Capella University The Impact of Workplace Bullying Analysis Paper
essay help online Capella University The Impact of Workplace Bullying Analysis Paper.
Write 750 wordsReview the Wiedmer article regarding workplace bullying.Develop a two- to three-page APA- formatted paper that responds to the following:Provide a review of the article. Describe the impact of workplace bullying on both the victims and the organization.Reflect on a time when you may have witnessed workplace bullying. Discuss at least two practices of workplace bullying addressed in the article that were applicable to your scenario.Recommend at least two techniques from the article that management should implement to provide a positive impact on workplace bullying. Support your response with additional information from the textbook or additional research.Your paper must be two to three pages (not including title and reference pages) and must be formatted according to APA style as outlined in the approved APA style guide. You must cite two scholarly sources in addition to the textbook.
Capella University The Impact of Workplace Bullying Analysis Paper
need help with business ethics
need help with business ethics. I don’t understand this Business question and need help to study.
Business ethics issues are reported on regularly in the media. Conduct a thorough investigation of an incident that has been reported on a reputable (!) news website/print newspaper in Austria during the past or in the next two weeks. +/- 400 words).
Questions to be answered?
1. Which type(s) of ethical issue is/are reported? To what extent is it possible to classify these as ethical as posed to legal violations?
2. How may the type of company (public/private, large/ small, local/international in scope) have affected the type of misconduct that occurred?
3. How may national or regional influences in your home country impact the existence of unethical behavior of this kind?
need help with business ethics
Grand Canyon University Innovative Leadership Presentation
Grand Canyon University Innovative Leadership Presentation.

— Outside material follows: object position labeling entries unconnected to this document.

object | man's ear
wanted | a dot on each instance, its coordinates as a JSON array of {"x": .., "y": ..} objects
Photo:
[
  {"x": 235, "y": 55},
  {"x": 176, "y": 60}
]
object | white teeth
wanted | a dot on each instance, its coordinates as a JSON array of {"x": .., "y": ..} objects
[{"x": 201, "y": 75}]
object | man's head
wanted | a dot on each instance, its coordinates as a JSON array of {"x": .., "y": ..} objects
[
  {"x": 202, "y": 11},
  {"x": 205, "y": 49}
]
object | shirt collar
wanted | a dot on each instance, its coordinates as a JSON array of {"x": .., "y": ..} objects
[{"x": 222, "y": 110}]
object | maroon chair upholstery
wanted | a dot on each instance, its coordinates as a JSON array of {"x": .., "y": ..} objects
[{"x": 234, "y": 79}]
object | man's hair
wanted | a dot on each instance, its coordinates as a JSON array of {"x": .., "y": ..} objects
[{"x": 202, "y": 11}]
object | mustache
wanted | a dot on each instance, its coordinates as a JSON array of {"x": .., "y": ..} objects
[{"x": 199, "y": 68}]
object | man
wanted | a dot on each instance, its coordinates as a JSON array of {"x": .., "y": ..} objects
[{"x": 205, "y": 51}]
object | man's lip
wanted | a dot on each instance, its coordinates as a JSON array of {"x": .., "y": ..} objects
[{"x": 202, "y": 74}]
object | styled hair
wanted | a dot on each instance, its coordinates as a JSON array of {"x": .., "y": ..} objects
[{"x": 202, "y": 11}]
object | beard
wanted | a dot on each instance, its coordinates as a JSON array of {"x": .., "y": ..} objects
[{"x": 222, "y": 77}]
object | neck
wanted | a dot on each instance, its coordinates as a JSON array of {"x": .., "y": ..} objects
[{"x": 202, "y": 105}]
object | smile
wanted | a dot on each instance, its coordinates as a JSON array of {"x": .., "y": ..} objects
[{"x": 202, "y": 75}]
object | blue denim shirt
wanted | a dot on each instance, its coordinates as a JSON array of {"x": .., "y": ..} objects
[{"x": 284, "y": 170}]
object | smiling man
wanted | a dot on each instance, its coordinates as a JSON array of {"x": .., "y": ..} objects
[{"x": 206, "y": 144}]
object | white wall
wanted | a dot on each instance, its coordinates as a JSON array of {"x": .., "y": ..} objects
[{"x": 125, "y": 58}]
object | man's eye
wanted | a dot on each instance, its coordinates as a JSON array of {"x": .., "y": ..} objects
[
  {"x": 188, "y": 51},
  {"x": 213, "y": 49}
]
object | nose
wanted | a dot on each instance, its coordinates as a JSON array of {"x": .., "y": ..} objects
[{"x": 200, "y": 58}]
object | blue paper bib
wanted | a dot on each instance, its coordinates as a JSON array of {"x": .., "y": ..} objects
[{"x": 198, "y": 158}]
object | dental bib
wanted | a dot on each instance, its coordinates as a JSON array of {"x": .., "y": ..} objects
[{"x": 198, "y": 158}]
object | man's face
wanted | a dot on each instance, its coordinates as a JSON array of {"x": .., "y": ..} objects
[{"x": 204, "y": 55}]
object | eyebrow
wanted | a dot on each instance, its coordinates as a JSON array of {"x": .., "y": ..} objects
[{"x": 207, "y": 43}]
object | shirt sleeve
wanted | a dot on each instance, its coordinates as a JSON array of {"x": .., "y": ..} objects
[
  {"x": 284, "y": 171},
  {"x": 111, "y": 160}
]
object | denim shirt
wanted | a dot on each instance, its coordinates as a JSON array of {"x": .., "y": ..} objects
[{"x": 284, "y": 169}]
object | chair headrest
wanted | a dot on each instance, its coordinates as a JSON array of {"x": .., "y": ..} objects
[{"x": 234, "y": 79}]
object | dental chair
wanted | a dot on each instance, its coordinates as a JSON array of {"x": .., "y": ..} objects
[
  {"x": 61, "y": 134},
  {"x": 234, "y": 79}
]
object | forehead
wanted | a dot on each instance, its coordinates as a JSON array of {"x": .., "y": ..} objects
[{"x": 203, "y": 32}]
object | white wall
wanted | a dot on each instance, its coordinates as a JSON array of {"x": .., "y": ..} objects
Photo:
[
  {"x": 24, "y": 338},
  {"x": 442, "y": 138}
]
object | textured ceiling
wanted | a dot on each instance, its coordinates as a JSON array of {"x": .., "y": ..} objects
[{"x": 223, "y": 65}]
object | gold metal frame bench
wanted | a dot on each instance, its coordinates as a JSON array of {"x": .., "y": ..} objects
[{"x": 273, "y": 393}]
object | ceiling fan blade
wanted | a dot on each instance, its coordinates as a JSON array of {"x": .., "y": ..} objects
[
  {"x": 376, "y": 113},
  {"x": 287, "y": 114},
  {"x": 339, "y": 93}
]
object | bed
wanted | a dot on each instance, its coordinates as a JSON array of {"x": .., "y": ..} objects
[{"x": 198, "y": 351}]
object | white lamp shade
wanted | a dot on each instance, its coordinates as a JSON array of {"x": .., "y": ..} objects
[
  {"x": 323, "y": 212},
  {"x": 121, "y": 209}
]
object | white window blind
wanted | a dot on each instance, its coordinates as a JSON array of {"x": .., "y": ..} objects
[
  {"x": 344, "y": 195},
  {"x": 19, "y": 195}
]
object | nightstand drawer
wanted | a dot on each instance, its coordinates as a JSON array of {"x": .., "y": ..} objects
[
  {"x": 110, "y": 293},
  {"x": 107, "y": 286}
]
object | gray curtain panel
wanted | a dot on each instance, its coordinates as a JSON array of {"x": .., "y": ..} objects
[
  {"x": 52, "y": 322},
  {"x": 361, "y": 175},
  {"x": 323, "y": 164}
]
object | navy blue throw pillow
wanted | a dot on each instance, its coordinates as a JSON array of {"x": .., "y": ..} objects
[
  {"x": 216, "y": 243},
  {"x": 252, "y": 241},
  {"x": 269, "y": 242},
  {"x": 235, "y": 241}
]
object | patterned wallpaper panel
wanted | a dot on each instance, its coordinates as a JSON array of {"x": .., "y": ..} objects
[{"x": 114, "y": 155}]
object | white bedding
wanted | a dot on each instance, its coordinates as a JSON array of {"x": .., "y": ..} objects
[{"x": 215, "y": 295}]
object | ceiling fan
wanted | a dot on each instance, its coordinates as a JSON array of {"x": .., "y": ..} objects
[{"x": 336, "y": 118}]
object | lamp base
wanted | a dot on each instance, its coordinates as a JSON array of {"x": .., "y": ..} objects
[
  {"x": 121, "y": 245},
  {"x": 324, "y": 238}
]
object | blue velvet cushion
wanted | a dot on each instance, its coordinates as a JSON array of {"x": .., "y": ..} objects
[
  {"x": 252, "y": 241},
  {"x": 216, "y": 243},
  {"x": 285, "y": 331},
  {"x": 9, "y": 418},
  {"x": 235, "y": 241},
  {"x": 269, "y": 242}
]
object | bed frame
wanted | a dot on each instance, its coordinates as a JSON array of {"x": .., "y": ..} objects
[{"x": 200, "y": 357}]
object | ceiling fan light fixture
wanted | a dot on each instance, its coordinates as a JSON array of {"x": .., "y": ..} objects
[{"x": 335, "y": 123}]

Leaders have the ability to influence, persuade, and inspire. Innovation does not occur naturally; instead, it must be structured and encouraged. In this assignment, you will build a 10-12 slide PowerPoint presentation with a title slide, presenter’s notes, and references slide. In your presentation, describe yourself as an innovative leader within the organization from Topic 3. Address the following:1. Articulate your vision, values, and personal philosophy toward innovative thinking.2. Identify and describe opportunities for personal/professional development and resources or organizations that can support your growth as an innovative leader.3. Describe the qualities you possess that would make you successful in renovating the organization’s innovativeness. While APA format is not required for the body of this assignment, solid academic writing is expected, and documentation of sources should be presented using APA formatting guidelines, which can be found in the APA Style Guide, located in the Student Success Center.See attached for topic 3.Use scholarly references.